Über Zusammensetzung und Zuständigkeit des Schiedsgerichts bestimmt die Schiedsgerichtsordnung folgendes:

§1
Es wird ein Schiedsgericht gebildet, das aus fünf Mitgliedern und fünf Stellvertretern besteht und alljährlich in der ordentlichen Mitgliederversammlung mit der Amtsdauer bis zur nächsten Mitgliederversammlung gewählt wird.

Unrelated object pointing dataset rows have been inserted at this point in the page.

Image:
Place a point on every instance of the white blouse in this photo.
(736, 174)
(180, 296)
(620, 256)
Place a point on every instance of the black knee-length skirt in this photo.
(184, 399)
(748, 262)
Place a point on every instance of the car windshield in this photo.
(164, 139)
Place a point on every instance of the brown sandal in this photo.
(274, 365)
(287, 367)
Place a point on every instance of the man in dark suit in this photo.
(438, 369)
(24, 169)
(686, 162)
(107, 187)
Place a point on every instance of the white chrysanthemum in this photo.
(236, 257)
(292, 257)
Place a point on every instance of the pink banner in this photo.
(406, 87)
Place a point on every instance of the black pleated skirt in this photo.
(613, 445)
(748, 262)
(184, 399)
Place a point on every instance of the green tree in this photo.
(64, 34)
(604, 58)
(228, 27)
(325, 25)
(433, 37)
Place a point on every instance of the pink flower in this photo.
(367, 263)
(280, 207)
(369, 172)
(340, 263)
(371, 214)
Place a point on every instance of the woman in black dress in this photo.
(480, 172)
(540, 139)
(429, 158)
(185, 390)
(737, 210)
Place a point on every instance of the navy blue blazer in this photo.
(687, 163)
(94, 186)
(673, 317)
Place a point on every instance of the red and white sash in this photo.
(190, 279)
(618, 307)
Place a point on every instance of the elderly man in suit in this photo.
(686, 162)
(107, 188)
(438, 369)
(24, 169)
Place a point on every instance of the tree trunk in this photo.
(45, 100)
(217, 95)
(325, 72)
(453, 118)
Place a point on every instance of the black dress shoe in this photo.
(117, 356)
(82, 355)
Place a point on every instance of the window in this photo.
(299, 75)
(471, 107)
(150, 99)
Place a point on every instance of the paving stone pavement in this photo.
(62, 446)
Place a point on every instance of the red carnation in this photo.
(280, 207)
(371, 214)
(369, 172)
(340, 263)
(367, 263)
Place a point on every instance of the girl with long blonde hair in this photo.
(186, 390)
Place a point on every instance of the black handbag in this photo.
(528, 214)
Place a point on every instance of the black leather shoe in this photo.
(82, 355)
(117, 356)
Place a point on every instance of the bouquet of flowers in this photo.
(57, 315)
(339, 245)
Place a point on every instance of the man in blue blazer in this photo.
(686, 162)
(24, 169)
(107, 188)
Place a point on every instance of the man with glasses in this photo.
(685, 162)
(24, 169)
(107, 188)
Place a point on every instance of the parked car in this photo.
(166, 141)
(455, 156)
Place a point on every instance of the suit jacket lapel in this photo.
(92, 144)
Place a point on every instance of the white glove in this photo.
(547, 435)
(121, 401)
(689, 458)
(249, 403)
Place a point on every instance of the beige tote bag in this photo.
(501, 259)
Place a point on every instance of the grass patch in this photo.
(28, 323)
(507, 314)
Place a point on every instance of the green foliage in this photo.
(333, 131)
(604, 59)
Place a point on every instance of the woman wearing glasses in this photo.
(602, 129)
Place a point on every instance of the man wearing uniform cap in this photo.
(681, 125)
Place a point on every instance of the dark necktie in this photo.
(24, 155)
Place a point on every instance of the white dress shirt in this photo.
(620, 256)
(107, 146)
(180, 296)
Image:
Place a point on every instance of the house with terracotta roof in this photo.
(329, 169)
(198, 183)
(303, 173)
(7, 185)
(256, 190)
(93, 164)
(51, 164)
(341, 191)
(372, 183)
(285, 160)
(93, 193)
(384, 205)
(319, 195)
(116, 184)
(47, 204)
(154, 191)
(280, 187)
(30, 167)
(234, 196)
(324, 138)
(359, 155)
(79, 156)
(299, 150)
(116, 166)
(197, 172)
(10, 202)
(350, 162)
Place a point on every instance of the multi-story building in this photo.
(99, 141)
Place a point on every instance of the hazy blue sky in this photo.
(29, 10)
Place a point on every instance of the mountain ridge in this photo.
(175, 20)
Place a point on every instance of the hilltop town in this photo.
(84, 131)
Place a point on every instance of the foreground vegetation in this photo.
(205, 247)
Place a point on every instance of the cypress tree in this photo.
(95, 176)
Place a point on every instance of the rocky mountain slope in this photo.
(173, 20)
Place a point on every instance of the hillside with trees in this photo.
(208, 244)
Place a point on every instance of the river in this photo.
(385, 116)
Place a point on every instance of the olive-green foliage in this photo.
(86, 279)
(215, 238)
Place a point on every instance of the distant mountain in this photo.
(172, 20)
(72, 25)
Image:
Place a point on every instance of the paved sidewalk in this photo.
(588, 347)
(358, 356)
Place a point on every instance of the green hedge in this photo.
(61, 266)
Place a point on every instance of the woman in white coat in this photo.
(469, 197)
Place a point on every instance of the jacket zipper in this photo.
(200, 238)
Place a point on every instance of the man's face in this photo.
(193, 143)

Die ersten Mitglieder des Schiedsgerichts und ihre Stellvertreter werden in der konstituierenden Versammlung mit der Amtsdauer bis zur nächsten ordentlichen Mitgliederversammlung gewählt. Vier Mitglieder und deren Stellvertreter müssen Mitglieder des Verbandes Deutscher Schirm-Großfabrikanten sein; das fünfte Mitglied und dessen Stellvertreter muß ein zur Ausübung des Richteramts befähigter Jurist sein und darf weder der Schirm- noch einer verwandten Branche angehören. Dieses fünfte Mitglied führt den Vorsitz im Schiedsgericht und hat das schiedsgerichtliche Verfahren vorzubereiten. Die Wiederwahl der Mitglieder und der Stellvertreter ist zulässig.

§ 3
Das Schiedsgericht ist unter Ausschluß des Rechtswegs zuständig:
1. für alle Streitigkeiten der Mitglieder, sei es untereinander, sei es mit dem Verbande, die sich aus dem Gesellschaftsvertrage der konstituierenden Versammlung vom 29. und 30. November 1913 und allen seinen ferneren Nachträgen ergeben sollten;
2. für alle Zuwiderhandlungen der Mitglieder gegen die Satzung oder Beschlüsse der Mitgliederversammlungen oder des Ausschusses.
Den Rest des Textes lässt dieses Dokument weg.